Model not re-producible with pretrained embeddings and freeze=False

ironv · October 13, 2019, 4:55pm

FWIW, here’s how I could work around the above issue based on information posted in this group.
[link1] [link2]. I implemented three variants of using pre-trained embeddings and the models are reproducible.

read pre-trained embeddings and FREEZE

embed = nn.Embedding(num_embeddings, embedding_dim, padding_idx=0)

#embed_init is a numpy array with the embeddings
embedpt = torch.from_numpy(embed_init).float().to(device)
#ind_init is a numpy array with indices of words for which embedding are available
indpt = torch.from_numpy(ind_init).long().to(device)

#after model object has been instantiated
assert model.embed.weight.shape == embedpt.shape
model.embed.weight.data.copy_(embedpt)
model.embed.weight.requires_grad = False

use PT embeddings to initialize (may be better than initializing with random values)

(same as 1) except model.embed.weight.requires_grad = True

freeze embeddings if available, train embeddings which are not available eg. vocab has 1000 words of which you have embeddings for 700 of them which you would like to freeze, but train the other 300.

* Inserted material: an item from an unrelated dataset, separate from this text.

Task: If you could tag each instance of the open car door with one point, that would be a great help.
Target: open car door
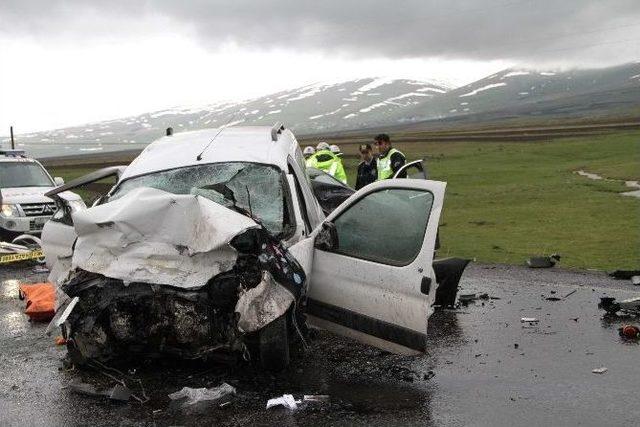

(same as 2) additionally in the training loop

optimizer.zero_grad()
loss.backward()
model.embed.weight.grad[indpt] = 0  <=======
optimizer.step()

My code is set up to do an extended grid search on multiple gpus including a patience parameter (#epochs with no improvement in monitored quality after which training will be stopped). The best parameter set including number of epochs is saved. When the final model is run patience is turned off. The final model now re-traces the steps of the selected grid search run, which was not happening when with the function calls in the first post.